When my 4-year-old got home, she saw the cast and was flat-faced about it. This is not unusual for her. She ran over to her sister and grabbed the cast and touched it and began to say, “Oh! does it hurt? Did it hurt? You can’t wear high heels! But you can wear a sock. Let me get a sock. A big sock.”.She asked me for a big sock. I a green striped one and we put it on Audrey’s cast. Somehow this is making it “all better.”
My youngest is singing throughout the whole thing: ” Hey, soul sista! Hey soul sista! Mista mista!” She loves this song by the group Train. She sings it constantly. I thought she would get sick of it. For a while she sang Katy Perry’s “Firework” and then moved on to Train. But she has yet to move on from Train. She totally rocks out to Train. She watches this music video on her Kindle Fire, and she sings at the top of lungs. She loves the dog in the video. The video is harmless and cool to watch, and song is cool (and Mommy likes it, so that is cool, too). Her favorite part is (as she sings it): “lipstick stain… corner of my left side brain… Hey! Soul sista… mista mista! Radio… Stereo… Hey soul sista!” Sometimes she starts the video over before it’s over, sometimes she watches it over and over and over. Other times she just sings it to herself. She just rocks out to it. But when big sis came home with a cast – little sis gave her some soul sista rockin out love by singing to her: : “soul sista! Hey da mista mista… radio! stereo!” That was her version of a Get Well card to her big sister. The best way she knew how.

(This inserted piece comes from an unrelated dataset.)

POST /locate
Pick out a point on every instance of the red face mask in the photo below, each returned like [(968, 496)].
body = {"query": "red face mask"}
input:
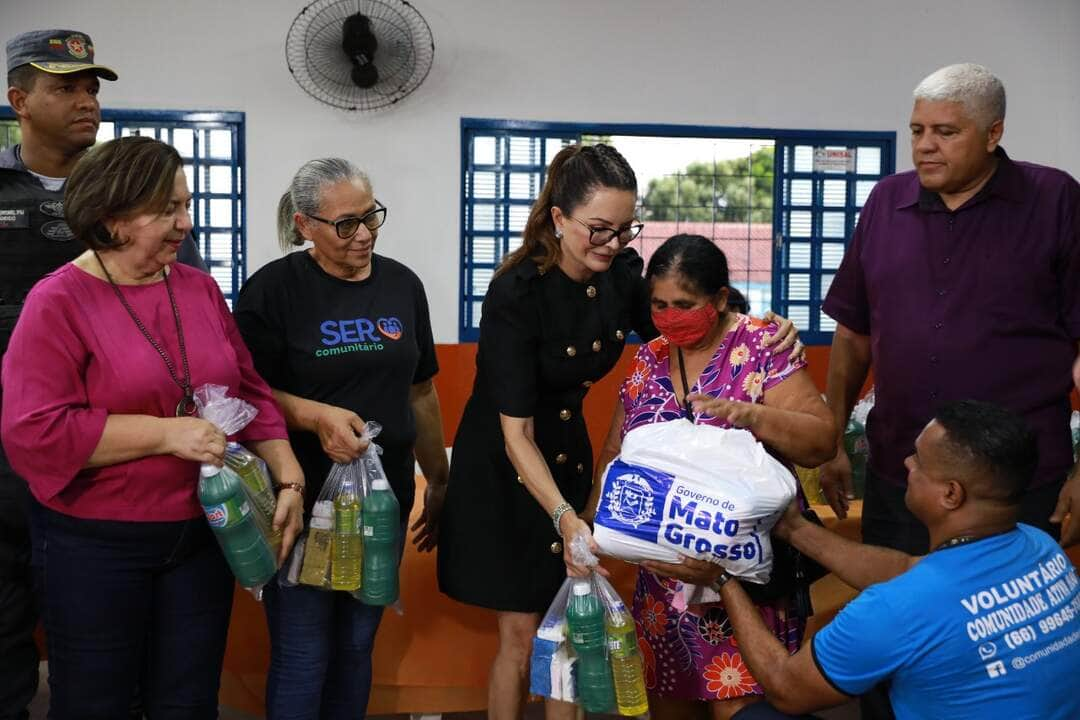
[(686, 328)]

It got better. “Wait! Wait!” my 4-year-old yelled, ran to get her Kindle and told her big sis to sit down.
Right there on the kitchen floor, the two of them sat. My little one used her little fingers to manipulate that Kindle faster than a speeding bullet. Long behold, there came that dark haired handsome Patrick Monahan (Train’s lead singer). “Hey… hey .. hey…. hey… hey… hey… Your lipstick stains, on the front part of my left side brain. I knew I wouldn’t forget you. And so I went and let you blow my mind. Your sweet moonbeam. The smell of you in every single dream I dream. I knew when we collided. You’re the one I have decided, who’s the one of my kind. Hey, soul sister…” It was awesome.

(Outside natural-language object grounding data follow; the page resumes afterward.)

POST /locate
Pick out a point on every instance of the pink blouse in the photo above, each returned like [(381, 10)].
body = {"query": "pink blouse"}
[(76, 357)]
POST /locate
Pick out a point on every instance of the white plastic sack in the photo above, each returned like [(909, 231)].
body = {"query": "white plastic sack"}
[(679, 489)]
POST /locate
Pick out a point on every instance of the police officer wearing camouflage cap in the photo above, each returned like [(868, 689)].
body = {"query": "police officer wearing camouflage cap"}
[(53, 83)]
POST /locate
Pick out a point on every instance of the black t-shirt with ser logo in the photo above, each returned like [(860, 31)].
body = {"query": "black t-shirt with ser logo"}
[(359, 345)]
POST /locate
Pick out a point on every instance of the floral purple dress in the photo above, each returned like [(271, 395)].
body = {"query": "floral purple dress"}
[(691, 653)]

They sat arm and arm on the floor watching Train and didn’t move a muscle. They’ve seen the video 100 times. My little one rarely sits still. My older one likes other songs much better. But in that moment of arrival home, the older usually well child, who suddenly was not well, sat with the younger special needs child, and they were soul sisters rocking out and loving it out.
And I couldn’t have loved them (or Train) any more.